Ellis' testimony could, however, undermine Trump's defense that he reasonably relied on his lawyers' advice in pursuing the "alternate" electors scheme and pressuring Pence to intervene in the electoral vote count on January 6, 2021. As she describes it, any lawyer who performed "due diligence" would have recognized that such remedies had no empirical basis. The implication is that the "lawyers with many more years of experience" on whom she relied, presumably including Giuliani and John Eastman (another Georgia racketeering defendant), pressed fraud allegations they should have known had no merit.
"There is no question that a swarm of MAGA lawyers surrounded Trump at each step of the process," New York Times columnist David French writes, "but if the lawyers themselves have admitted to engaging in criminal conduct, then that weakens his legal defense. This was no normal legal team, and their conduct was far outside the bounds of normal legal representation."
The remaining lawyer defendants surely will contest that characterization. Kenneth Chesebro, the third lawyer who has agreed to testify in the Georgia trials, originally faced a racketeering charge and six additional felony counts related to the "alternate" electors plan. Like Ellis, he wrote legal memos in support of that scheme. He pleaded guilty to one felony count of conspiracy to file false documents, which prosecutors said was based on his creation and distribution of "false Electoral College documents" to Trump allies in Georgia. But after his guilty plea, CNBC reported, his lawyer "said it was inaccurate to describe Chesebro as the architect of a plan to subvert democracy."

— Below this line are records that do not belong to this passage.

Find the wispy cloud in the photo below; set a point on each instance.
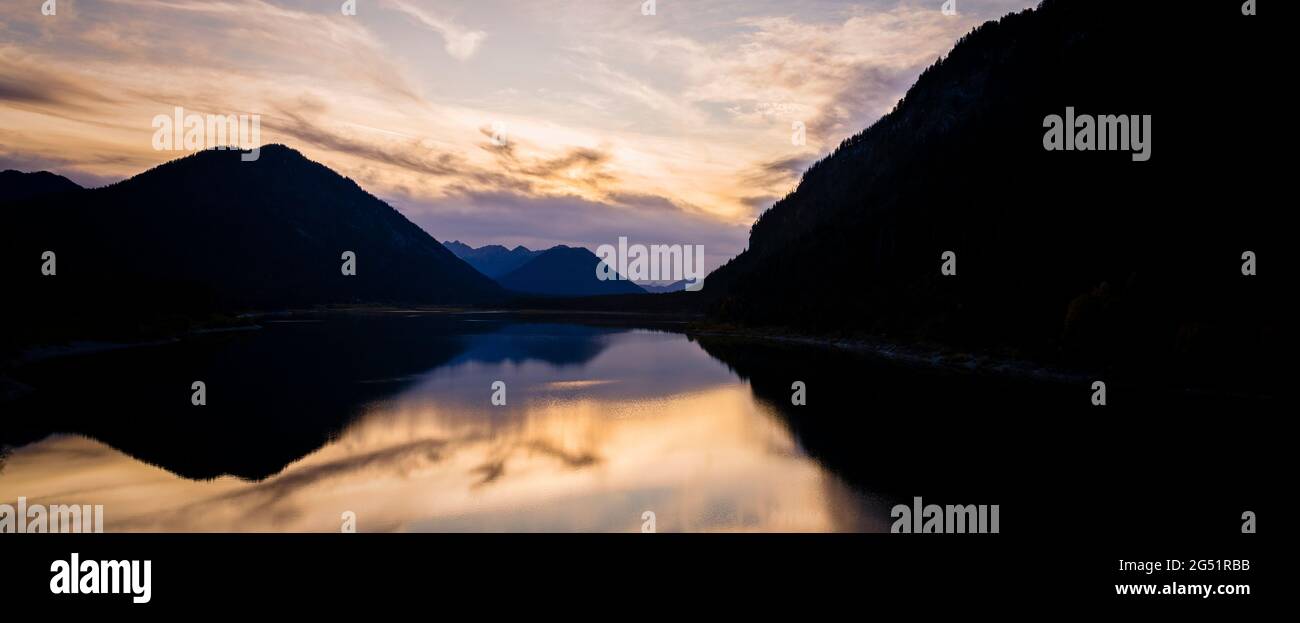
(675, 126)
(459, 42)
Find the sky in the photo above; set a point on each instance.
(532, 122)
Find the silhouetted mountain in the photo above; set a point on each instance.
(16, 185)
(676, 286)
(213, 233)
(564, 272)
(493, 260)
(1086, 255)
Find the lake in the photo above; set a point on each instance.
(389, 416)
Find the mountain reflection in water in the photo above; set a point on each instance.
(601, 425)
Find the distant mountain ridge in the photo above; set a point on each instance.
(209, 232)
(493, 260)
(564, 272)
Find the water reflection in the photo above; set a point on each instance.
(601, 425)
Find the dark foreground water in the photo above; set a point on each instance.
(389, 416)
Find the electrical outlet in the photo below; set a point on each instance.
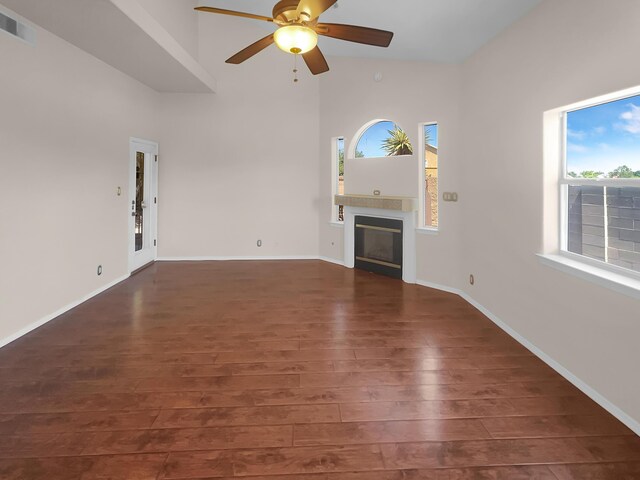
(450, 196)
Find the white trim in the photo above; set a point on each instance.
(332, 260)
(603, 277)
(438, 286)
(57, 313)
(335, 173)
(614, 410)
(236, 258)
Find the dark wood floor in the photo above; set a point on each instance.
(291, 371)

That statement can be interpreted in a couple of ways: as casting blame on other strategists, such as Giuliani and Eastman, or as denying that there was anything improper about presenting "contingent" electors in case Trump's Georgia election lawsuit proved successful. Giuliani and Eastman are bound to raise the latter argument in support of their contention that their advice to Trump was not "far outside the bounds of normal legal representation." But Chesebro's guilty plea, which on its face concedes that promoting the "alternate" electors was illegal, will make that harder.